On Thursday, July 7, 2011, a terrible and tragic event occurred.  That event devastated a family and touched lives across the world.  On that day, my friend Shannon Stone lost his life in a freak accident at The Ballpark in Arlington while watching a Texas Rangers game with his son.

I first heard the news Friday morning on my way to work.  The station I normally listen to was on a commercial break so I switched over to a news station.  The talk show hosts were discussing the incident but at that point I had no idea who the person was.  When the station went to break, they had a news flash and that is when I found out.

The first thing I did was call a dear friend of mine and left him a voicemail to verify if this person was our friend.  A few minutes after, I had a voicemail confirming my fears.

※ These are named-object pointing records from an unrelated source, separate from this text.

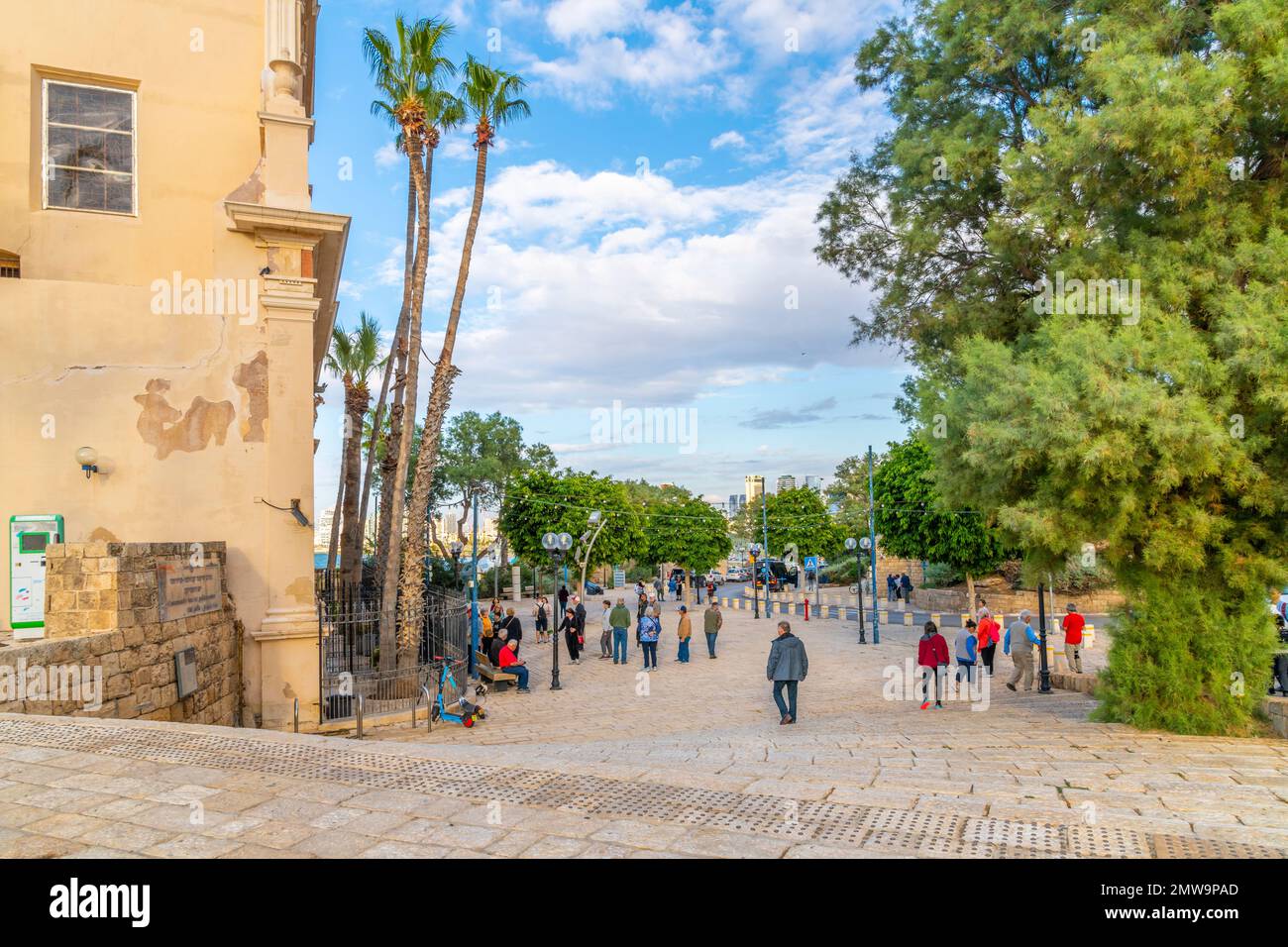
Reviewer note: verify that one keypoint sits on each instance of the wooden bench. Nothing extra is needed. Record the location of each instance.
(498, 678)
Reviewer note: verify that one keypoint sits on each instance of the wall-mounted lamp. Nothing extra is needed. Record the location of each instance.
(88, 459)
(294, 509)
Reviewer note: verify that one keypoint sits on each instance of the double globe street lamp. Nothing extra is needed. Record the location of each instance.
(557, 545)
(858, 548)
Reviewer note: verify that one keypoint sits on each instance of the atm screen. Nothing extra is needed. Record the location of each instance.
(33, 541)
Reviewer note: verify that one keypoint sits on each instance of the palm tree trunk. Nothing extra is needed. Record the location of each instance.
(386, 553)
(413, 556)
(441, 389)
(351, 543)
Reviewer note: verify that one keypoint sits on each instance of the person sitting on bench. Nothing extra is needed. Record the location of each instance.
(509, 664)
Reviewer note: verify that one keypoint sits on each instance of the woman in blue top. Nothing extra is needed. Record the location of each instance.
(649, 630)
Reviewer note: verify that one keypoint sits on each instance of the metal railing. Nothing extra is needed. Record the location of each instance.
(349, 650)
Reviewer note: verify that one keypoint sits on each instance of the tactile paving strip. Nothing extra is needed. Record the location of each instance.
(892, 830)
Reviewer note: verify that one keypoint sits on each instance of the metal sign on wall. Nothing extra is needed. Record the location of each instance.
(184, 590)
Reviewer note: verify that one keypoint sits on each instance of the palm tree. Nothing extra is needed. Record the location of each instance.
(490, 99)
(353, 357)
(408, 75)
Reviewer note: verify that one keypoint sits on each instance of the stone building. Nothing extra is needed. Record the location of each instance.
(166, 295)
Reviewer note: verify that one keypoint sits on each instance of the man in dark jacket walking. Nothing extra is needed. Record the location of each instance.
(789, 664)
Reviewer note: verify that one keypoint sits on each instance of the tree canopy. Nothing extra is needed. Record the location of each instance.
(1077, 234)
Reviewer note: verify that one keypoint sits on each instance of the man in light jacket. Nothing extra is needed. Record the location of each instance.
(789, 664)
(1019, 643)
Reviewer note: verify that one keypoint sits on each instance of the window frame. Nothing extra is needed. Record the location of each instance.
(44, 147)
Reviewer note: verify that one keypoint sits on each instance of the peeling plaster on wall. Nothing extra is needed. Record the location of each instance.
(253, 377)
(165, 428)
(301, 589)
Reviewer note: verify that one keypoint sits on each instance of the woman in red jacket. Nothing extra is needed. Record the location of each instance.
(990, 634)
(931, 655)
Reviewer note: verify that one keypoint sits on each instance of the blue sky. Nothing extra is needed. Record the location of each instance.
(644, 234)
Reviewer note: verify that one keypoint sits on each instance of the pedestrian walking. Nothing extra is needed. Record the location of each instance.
(541, 618)
(990, 634)
(510, 629)
(1019, 643)
(711, 621)
(571, 638)
(684, 631)
(605, 635)
(966, 651)
(648, 631)
(931, 656)
(619, 620)
(579, 612)
(787, 667)
(1072, 622)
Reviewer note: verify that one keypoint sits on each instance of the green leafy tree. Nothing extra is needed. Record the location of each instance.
(688, 532)
(913, 522)
(1038, 144)
(539, 501)
(800, 525)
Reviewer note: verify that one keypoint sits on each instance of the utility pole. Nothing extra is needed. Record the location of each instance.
(872, 536)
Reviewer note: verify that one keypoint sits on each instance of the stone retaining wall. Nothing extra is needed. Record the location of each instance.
(103, 628)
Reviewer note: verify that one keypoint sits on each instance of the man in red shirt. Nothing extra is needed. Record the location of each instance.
(1072, 624)
(510, 664)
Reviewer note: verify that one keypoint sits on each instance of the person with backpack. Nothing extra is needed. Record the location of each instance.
(686, 631)
(787, 667)
(1072, 622)
(647, 633)
(990, 634)
(966, 651)
(605, 635)
(931, 655)
(541, 618)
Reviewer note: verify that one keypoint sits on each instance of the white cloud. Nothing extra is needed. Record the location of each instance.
(728, 140)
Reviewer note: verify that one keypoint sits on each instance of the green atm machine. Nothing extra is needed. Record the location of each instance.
(29, 536)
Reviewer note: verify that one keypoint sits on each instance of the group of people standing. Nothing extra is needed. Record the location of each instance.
(977, 643)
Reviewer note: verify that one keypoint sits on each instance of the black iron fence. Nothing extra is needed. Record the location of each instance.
(353, 628)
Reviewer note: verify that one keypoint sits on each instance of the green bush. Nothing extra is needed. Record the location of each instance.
(1188, 657)
(940, 577)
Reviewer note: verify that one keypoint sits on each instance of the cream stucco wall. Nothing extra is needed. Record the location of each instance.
(88, 361)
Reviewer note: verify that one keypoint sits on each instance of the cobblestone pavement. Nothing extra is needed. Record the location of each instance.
(688, 762)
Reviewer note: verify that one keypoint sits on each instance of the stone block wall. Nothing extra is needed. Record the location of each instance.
(102, 621)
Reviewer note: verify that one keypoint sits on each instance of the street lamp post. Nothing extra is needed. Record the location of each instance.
(557, 545)
(858, 582)
(455, 548)
(1044, 677)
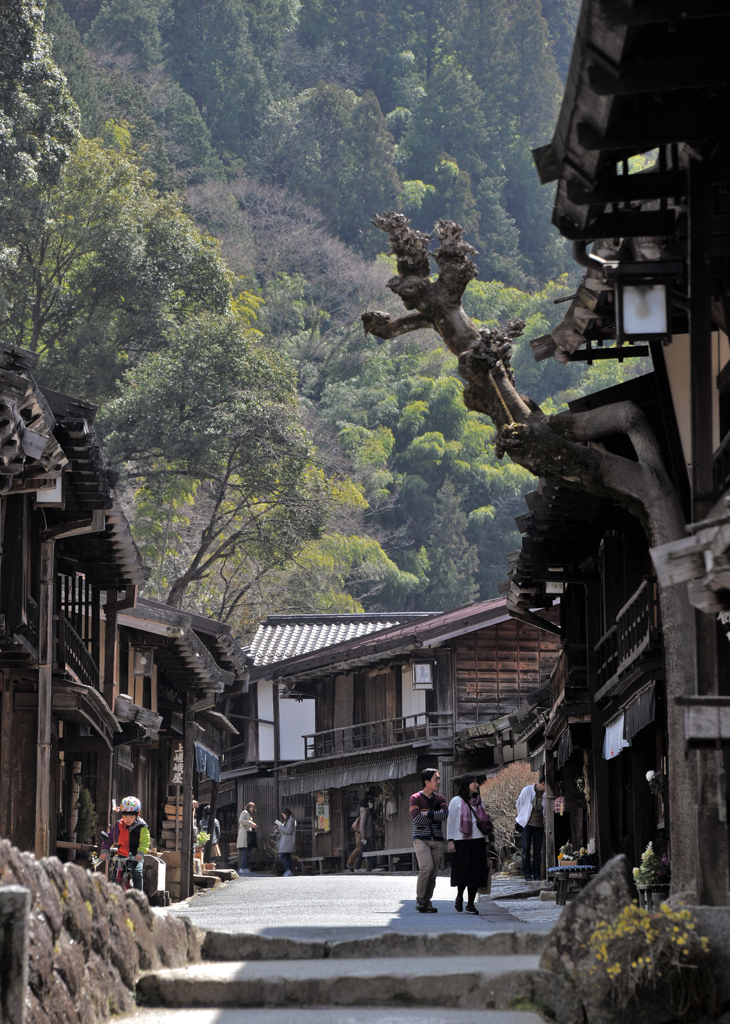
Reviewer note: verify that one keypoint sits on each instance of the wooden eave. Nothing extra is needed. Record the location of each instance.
(634, 83)
(76, 702)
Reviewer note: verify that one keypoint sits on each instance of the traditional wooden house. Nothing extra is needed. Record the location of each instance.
(96, 683)
(389, 704)
(272, 730)
(638, 87)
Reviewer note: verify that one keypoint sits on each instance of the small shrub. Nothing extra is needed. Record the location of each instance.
(499, 795)
(641, 952)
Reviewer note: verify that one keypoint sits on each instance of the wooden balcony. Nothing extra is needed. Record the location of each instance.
(426, 729)
(634, 637)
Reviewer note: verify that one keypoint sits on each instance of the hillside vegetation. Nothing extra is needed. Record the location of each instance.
(196, 257)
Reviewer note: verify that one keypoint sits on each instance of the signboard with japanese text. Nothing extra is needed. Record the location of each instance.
(177, 764)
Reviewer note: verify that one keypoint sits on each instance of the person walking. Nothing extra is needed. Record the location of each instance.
(428, 810)
(213, 829)
(131, 837)
(468, 827)
(358, 845)
(530, 817)
(247, 833)
(287, 840)
(367, 820)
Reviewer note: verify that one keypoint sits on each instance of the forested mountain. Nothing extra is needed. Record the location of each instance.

That Friday is a blur to me.  I can tell you what I remember in a few words.  I cried a lot.  I cried all day at work but in that period of grief an idea was born to celebrate Shannon’s life.

The friend I called, Brett, soon received a message from me asking his thoughts on having an event to celebrate Shannon’s life.  He thought it was a good idea, so I proposed a location in Fort Worth.  Brett countered with the idea of hosting it in our home town, an idea that did not cross my mind.  I agreed that was a better idea.  I proposed a location and he agreed that would be a great choice.  I consulted with my other dear friend Deanna and the idea became a mission with purpose.

In our home town of Cleburne, Texas, is a place called the Caddo Street Grill.  I spoke with a manager there and from that conversation, an event was created and they contributed a generous donation to the family trust established for Shannon’s wife and son.

There was a late development for the event that made it a wonderful experience.  A couple of days before, I found out that Shannon’s brother and his mother and father would be joining us.  As a group we were extremely excited to hear the news.

On Friday, July 15, 2011 at Caddo Street Grill, the Cleburne High School Class of 1990 hosted “Celebrate Shannon Stone”.  Many people in the area came out to share in stories of Shannon and celebrate how he touched our lives.  Most of them wearing Texas Rangers gear to show appreciation for how the organization handled the incident in a first class manner.  Many of these people wore Josh Hamilton attire to show love and support for the Texas Ranger who too is a victim of the unfortunate accident.

During the evening, time was shared where stories of Shannon were shared with his family and some of his fellow firemen that drove in from Brownwood, Texas.  The stories ranged from elementary school through high school and beyond.  Most were very funny in nature while some were touching.  In the end, everyone’s heart was touched and we all left with a sense of peace from the man so many of us love.

I shared a story with Shannon’s mother that I did not share with the group at the time that I want to share with you now.  It is personal yet it is also for everyone.

The night Shannon passed away, prior to me learning of his accident, I was bothered by dreams of great loss of loved ones.  It bothered me all night but something happened at the end.  Before I woke up, I could hear a peaceful whisper saying to me “Cherish what you have.  Always cherish what you have.”

I will go on knowing in my heart that Shannon was sending me a comforting message because he knew I was in a bad place.  Since then, my outlook on like is as great as it has ever been and I indeed cherish what I have.

This is Shannon’s message to us all: Always cherish what you have.